7 octobre 1999

Mémoire au ministre de l'Éducation

LAVAL VEUT 101 MILLIONS DE PLUS PAR ANNÉE


L'Université Laval a besoin d'un réinvestissement annuel de 101 millions de dollars de la part du ministère de l'Éducation pour continuer de jouer un rôle primordial dans sa région, au Québec, au Canada et sur la scène internationale.

C'est le message que la plus vieille université de langue française en Amérique du Nord lance au ministre de l'Éducation, François Legault, dans un mémoire portant sur le plan de réinvestissement dans l'enseignement supérieur et sur la formule de financement que cette dernière lui a soumis le 15 septembre, comme tous les autres établissements universitaires de la province. Le recteur François Tavenas a présenté et déposé ce document aux séances du Conseil d'administration du 29 septembre et du Conseil universitaire du 5 octobre.

"Ce réinvestissement permettra, dans un contexte nord-américain de plus en plus compétitif, de maintenir l'Université sur une voie de développement qui lui permettra, en ce nouveau siècle qui arrive, de jouer pour la société québécoise un rôle aussi percutant et déterminant que celui qu'elle a joué depuis le début du XXe siècle", affirme-t-on dans le mémoire. L'Université y fait ainsi connaître au ministre ses priorités de réinvestissement et une synthèse de ses besoins, chiffrés de façon globale.

Encore plus de professeurs
L'Université Laval établit comme toute première priorité de réinvestissement une augmentation substantielle de ses effectifs professoraux et les moyens d'offrir des conditions compétitives afin d'attirer les meilleurs candidats et de retenir ceux qui travaillent déjà chez elle. Cet investissement annuel requiert 40 millions de dollars, auquel il faut ajouter un préinvestissement annuel de 15 millions dans les postes de professeur.

"L'Université Laval veut, par le réinvestissement dans le corps professoral, poursuivre sa tradition qui a donné les résultats que l'on sait au chapitre des taux (élevés) de diplomation.
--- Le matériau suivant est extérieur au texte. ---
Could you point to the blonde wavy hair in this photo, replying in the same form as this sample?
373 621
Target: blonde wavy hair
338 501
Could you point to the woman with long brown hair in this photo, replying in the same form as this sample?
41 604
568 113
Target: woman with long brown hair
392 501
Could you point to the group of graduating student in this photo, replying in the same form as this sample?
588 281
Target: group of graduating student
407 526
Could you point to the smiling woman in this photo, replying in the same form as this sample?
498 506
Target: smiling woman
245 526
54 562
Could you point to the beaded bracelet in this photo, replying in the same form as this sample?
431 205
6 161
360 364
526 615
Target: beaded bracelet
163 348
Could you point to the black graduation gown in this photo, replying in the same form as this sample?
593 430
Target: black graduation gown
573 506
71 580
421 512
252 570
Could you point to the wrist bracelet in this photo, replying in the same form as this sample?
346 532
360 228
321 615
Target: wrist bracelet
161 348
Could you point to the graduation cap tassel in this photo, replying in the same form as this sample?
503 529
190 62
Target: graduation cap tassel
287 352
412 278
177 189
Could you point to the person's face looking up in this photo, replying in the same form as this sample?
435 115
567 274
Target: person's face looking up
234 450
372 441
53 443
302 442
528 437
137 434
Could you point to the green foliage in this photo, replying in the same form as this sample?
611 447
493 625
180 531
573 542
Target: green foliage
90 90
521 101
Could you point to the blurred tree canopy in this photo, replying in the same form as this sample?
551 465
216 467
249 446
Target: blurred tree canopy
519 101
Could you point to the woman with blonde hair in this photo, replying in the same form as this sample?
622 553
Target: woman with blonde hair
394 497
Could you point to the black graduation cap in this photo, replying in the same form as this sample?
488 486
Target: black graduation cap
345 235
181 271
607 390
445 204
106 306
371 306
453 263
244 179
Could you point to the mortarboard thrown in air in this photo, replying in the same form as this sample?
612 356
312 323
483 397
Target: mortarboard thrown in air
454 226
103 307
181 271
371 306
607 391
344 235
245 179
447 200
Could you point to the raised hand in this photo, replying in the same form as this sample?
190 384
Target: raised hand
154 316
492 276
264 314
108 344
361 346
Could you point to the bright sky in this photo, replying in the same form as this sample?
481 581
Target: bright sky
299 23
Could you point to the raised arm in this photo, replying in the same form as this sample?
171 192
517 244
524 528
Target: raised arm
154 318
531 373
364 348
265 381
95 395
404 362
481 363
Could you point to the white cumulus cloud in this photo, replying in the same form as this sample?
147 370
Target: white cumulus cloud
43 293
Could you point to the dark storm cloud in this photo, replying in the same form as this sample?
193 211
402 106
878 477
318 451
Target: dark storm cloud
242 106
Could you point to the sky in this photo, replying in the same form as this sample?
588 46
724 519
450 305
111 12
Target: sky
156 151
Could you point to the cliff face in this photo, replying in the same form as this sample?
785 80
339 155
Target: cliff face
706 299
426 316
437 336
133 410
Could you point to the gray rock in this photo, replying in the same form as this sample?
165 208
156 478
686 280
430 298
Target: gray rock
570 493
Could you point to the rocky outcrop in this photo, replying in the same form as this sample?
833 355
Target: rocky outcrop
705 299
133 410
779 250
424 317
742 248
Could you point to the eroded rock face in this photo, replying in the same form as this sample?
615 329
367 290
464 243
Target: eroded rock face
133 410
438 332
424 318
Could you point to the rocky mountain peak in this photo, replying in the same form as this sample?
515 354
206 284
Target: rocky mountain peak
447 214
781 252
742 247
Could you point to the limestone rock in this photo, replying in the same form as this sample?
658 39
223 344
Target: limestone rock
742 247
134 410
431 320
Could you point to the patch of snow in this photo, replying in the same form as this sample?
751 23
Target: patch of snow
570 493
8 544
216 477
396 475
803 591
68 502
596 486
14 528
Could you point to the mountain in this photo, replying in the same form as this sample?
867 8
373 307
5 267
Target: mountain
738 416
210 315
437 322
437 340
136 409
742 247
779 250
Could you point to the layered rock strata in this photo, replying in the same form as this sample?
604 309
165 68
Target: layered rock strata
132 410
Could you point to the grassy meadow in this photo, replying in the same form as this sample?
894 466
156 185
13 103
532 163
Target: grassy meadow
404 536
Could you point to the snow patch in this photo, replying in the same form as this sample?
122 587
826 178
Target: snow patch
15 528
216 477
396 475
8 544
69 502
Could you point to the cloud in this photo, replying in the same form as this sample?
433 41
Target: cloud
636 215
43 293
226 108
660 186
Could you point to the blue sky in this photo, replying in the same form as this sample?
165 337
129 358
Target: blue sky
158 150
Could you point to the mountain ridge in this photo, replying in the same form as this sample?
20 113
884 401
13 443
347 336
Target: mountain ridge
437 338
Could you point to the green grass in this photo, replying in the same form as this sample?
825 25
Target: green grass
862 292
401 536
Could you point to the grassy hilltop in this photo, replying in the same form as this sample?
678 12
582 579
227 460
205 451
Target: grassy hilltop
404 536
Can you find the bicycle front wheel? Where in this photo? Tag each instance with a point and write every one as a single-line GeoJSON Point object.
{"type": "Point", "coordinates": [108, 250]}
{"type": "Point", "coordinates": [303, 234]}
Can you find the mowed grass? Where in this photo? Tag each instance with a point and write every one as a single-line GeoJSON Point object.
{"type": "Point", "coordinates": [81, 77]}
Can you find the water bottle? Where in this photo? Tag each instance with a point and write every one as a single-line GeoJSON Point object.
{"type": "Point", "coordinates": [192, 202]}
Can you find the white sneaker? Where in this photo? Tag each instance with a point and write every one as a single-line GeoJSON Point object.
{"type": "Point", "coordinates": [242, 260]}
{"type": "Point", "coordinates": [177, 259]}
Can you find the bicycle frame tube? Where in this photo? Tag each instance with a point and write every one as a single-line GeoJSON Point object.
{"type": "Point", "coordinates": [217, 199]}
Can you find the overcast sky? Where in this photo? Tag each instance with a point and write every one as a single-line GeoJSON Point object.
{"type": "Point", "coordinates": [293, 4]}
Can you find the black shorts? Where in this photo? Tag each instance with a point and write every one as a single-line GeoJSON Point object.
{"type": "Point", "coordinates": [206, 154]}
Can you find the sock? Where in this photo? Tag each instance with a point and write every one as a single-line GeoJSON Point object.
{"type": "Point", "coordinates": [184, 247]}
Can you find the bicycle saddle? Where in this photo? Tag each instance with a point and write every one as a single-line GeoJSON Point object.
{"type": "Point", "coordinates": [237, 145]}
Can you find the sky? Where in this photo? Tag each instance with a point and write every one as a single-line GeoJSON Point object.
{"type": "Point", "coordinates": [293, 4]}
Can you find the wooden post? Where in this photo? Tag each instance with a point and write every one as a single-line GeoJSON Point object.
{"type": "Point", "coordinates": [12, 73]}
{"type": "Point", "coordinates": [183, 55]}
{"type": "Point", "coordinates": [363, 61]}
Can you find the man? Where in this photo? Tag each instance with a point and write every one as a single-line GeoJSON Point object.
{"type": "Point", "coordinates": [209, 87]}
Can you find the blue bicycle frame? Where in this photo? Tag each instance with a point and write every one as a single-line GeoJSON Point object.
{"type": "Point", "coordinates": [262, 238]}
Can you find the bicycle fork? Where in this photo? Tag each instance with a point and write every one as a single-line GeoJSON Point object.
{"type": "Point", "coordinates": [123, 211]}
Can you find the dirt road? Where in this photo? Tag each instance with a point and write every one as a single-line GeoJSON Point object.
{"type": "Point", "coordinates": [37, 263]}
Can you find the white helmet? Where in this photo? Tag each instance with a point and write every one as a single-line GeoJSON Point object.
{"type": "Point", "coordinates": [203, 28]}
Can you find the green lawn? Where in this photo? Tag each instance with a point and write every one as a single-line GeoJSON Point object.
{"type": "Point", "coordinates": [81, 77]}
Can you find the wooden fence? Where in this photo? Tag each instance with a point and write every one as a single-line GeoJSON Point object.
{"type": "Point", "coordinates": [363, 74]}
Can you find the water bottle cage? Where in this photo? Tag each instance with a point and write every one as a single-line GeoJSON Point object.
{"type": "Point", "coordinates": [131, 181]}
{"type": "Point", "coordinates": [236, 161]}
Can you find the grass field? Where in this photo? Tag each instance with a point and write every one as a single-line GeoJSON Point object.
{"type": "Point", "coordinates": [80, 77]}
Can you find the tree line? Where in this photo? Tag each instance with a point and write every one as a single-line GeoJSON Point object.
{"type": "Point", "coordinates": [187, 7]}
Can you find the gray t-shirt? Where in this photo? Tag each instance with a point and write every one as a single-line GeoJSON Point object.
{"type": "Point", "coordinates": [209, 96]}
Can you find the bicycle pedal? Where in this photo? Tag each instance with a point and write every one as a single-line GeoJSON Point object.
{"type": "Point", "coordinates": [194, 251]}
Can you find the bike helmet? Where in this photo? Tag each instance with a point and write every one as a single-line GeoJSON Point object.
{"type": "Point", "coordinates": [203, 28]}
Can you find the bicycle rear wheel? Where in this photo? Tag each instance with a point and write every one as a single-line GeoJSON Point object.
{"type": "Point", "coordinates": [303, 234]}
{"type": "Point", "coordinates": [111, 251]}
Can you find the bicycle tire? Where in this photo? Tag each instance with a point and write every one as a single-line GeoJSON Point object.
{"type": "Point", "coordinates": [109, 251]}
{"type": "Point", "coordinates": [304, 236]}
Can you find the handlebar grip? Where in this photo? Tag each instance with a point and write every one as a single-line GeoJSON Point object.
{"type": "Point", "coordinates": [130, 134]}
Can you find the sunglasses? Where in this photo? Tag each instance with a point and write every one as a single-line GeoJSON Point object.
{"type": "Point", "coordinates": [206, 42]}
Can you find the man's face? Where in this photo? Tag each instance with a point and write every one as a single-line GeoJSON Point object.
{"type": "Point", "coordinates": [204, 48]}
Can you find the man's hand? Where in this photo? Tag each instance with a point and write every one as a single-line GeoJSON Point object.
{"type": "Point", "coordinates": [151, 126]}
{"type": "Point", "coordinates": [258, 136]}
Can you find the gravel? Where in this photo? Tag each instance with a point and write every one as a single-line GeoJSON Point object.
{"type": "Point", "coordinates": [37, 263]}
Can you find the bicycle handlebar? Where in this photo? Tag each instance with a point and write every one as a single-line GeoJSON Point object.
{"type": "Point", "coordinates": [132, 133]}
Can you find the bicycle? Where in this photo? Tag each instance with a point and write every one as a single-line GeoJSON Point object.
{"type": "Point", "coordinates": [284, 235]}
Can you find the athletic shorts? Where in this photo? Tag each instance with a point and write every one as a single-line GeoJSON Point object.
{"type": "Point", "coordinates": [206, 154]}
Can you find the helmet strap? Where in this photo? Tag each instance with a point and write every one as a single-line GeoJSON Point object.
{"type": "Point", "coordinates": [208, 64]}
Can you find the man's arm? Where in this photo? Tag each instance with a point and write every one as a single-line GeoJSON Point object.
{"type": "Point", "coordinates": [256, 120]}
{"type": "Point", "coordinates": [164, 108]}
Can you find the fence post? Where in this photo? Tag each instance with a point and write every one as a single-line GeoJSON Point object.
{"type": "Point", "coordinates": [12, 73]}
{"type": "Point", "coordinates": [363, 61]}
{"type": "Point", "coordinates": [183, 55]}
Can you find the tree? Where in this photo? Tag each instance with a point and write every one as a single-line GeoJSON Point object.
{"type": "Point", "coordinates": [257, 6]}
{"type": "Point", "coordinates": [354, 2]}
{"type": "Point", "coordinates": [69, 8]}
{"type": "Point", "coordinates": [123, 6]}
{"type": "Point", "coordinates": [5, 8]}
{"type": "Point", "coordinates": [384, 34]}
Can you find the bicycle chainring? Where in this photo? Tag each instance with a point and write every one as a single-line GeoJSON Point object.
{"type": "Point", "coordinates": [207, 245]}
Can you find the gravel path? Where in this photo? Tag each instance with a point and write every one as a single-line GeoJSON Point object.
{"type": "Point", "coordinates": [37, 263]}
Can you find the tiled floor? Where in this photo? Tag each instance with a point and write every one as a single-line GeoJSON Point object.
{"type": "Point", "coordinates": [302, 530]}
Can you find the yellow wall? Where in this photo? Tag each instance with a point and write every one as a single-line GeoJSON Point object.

En recherche aussi l'avancement des connaissances est fulgurant, et on voit naître de nouveaux champs cruciaux dans lesquels l'Université doit se donner des compétences afin de répondre à sa mission de façon sélective en suivant son approche bien établie de structuration des groupes de recherche", indique-t-on.

La vision de l'Université pour le nouveau millénaire lui fait également porter son regard sur l'accès des francophones à une formation qualifiante, l'expansion de ses programmes en région, l'augmentation de la fréquentation des programmes de doctorat, sur la formation continue dans l'économie du savoir, le renforcement des secteurs de pointe en recherche, la poursuite de la structuration d'équipes, de centres et de réseaux, le transfert des connaissances et des technologies.

Mises à niveau
Les réinvestissements devront aussi se traduire en embauche de personnel de soutien spécialisé, en mise à niveau des laboratoires et de l'équipement existants et en installation de nouveaux laboratoires, dont le coût est évalué à 24 millions de dollars, fait savoir l'Université. L'opération de rattrapage et de développement de la Bibliothèque exigera pour sa part, chaque année, des fonds de 6 millions. Un montant similaire devra également être injecté dans la stratégie d'internationalisation des études.

Les technologies de l'information font partie d'autres cibles visées. Les besoins annuels pour leurs développements se montent à 10 millions de dollars. La mise à niveau de l'infrastructure informatique appelle pour sa part une injection ponctuelle immédiate de 30 millions de dollars. Précisons que cette somme s'ajoute à l'enveloppe annuelle de 101 millions de réinvestissement réclamée du ministre de l'Éducation.

"Hors de la métropole, l'Université Laval est le centre complet de formation supérieure, le pôle de recherche, le foyer de vie intellectuelle; elle est au service de son milieu et ouverte sur le monde. Aucune autre université ne peut jouer un rôle analogue à celui de l'Université Laval. Elle est unique et son rôle est essentiel pour le développement de notre société et l'affirmation de la place de Québec comme capitale et comme rendez-vous international", conclut le mémoire.